Art and environment - from curating to campaigning
25 March 2020, 5:30 pm–6:30 pm
Thank you to everyone that joined us for our first virtual guest lecture - the webinar is now available to watch in full below.
This event is free.
UCL Institute for Sustainable Heritage
Watch the virtual lecture
About this lecture
Veronica Sekules will discuss her journey from founding the GroundWork Gallery to curating 12 high quality contemporary art exhibitions and running several environmental campaigns there since 2016.
Connecting art and environment can help us to see the environment differently, in new ways, and in greater detail. The greater attentiveness that we learn through art can help us to understand the environment better. Understanding leads to more sensitivity in the way the environment is managed. And a detailed understanding of environment leads to more inspiration for artists and greater power for them to inspire us, the viewing public, to see things more clearly and to respond with thoughtfulness and action.
Specialising in the environment, GroundWork Gallery aims to show how art can enable us to respond to our changing environment and shape its future.

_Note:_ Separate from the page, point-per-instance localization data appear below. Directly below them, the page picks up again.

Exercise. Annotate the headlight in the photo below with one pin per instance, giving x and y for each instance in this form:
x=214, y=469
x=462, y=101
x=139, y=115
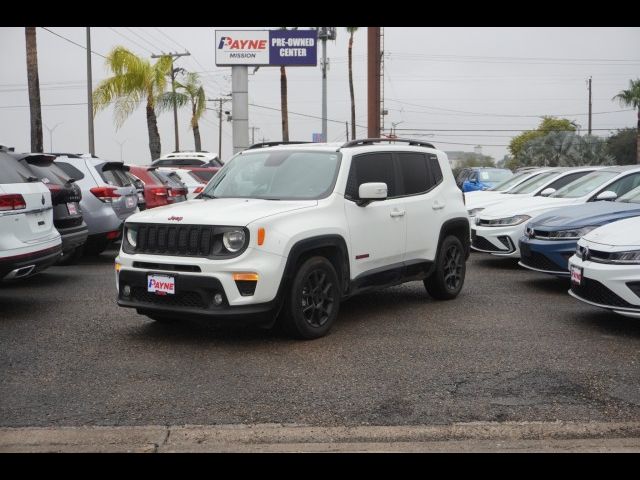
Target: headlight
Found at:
x=630, y=257
x=573, y=234
x=505, y=222
x=132, y=236
x=233, y=240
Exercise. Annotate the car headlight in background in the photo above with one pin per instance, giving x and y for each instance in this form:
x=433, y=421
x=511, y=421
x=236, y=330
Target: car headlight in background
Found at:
x=132, y=236
x=474, y=211
x=505, y=222
x=572, y=234
x=233, y=240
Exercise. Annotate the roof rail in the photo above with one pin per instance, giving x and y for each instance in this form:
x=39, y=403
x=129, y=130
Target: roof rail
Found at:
x=272, y=144
x=370, y=141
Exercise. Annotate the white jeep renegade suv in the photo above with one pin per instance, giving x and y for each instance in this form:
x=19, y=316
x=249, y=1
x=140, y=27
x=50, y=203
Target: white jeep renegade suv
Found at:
x=287, y=232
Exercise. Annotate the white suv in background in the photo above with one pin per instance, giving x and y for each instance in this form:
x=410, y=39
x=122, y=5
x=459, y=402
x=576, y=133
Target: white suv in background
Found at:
x=29, y=241
x=289, y=231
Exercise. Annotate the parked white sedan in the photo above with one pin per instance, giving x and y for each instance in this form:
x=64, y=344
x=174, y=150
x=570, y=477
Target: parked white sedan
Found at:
x=605, y=271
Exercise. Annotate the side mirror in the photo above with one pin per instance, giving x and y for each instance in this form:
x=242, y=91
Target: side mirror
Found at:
x=607, y=195
x=369, y=192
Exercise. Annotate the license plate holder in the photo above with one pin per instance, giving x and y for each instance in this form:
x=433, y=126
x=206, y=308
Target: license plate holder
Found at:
x=576, y=274
x=161, y=284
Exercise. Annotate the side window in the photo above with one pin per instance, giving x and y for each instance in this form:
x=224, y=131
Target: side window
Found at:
x=371, y=167
x=625, y=184
x=434, y=169
x=70, y=170
x=415, y=176
x=566, y=180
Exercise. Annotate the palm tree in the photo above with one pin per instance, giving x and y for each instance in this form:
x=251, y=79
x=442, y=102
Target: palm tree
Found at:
x=134, y=79
x=631, y=98
x=33, y=82
x=190, y=92
x=351, y=31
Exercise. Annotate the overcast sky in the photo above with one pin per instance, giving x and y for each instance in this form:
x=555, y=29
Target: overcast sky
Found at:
x=457, y=87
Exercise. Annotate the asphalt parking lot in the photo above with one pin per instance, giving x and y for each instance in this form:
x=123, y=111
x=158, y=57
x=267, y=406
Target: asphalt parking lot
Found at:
x=513, y=347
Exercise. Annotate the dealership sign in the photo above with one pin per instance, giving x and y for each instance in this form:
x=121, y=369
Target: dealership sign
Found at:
x=266, y=47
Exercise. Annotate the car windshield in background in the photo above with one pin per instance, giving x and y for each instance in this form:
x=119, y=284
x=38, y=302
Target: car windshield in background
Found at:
x=585, y=185
x=534, y=183
x=279, y=175
x=632, y=196
x=507, y=184
x=494, y=176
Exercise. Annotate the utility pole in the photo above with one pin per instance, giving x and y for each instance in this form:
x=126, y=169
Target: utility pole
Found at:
x=589, y=129
x=51, y=134
x=221, y=101
x=324, y=34
x=373, y=82
x=92, y=145
x=173, y=89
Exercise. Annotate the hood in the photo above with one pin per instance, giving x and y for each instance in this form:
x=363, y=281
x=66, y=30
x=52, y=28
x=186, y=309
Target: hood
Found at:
x=625, y=233
x=219, y=211
x=532, y=206
x=593, y=213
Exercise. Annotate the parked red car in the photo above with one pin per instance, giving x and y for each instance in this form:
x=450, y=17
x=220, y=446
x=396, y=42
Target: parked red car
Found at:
x=156, y=192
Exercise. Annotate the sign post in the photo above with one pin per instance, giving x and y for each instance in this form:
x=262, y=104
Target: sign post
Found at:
x=240, y=49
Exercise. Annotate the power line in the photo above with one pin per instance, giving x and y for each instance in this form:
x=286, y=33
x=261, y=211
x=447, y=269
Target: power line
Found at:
x=71, y=41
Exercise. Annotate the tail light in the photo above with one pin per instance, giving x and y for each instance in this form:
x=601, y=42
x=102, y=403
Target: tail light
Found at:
x=12, y=201
x=105, y=194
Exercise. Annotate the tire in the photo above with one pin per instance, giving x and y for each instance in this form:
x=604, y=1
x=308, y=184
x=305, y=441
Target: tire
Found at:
x=71, y=257
x=313, y=300
x=447, y=279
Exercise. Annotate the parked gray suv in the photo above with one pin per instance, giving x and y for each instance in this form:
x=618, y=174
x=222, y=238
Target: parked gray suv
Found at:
x=108, y=197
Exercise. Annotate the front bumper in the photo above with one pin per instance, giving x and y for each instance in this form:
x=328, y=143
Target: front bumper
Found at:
x=608, y=286
x=501, y=241
x=547, y=256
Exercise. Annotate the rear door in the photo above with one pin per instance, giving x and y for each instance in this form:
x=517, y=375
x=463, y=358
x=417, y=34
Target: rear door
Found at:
x=377, y=231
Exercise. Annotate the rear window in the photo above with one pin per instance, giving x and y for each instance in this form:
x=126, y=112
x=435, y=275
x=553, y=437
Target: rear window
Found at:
x=114, y=176
x=12, y=171
x=70, y=170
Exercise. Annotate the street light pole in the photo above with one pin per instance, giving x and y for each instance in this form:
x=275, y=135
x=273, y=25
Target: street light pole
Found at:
x=51, y=134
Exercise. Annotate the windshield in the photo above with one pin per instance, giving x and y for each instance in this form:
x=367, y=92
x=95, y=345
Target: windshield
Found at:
x=494, y=176
x=584, y=185
x=276, y=175
x=507, y=184
x=531, y=185
x=632, y=196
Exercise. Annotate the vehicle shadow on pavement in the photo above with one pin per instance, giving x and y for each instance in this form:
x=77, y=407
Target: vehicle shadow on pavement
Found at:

As a result of the ongoing Coronavirus (Covid-19) situation and in line with UCL policy, we are moving this event online to trial remote delivery of events, and it will be held as a webinar on Zoom.
We hope you can join us for this virtual event - please sign up for the webinar on Zoom.
About the speaker
Veronica Sekules has a background working in environmentalism and art galleries and has a doctorate in art-history. She was employed for over 30 years as curator and then head of education and deputy director at the Sainsbury Centre, University of East Anglia. She has worked freelance in education and heritage and joined with many national and international projects, currently as a judge for the International Children in Museums Award. She is a published author in art history, cookery and education. In 2016 Veronika founded GroundWork, an art gallery specialising in the environment in the historic centre of King's Lynn, Norfolk.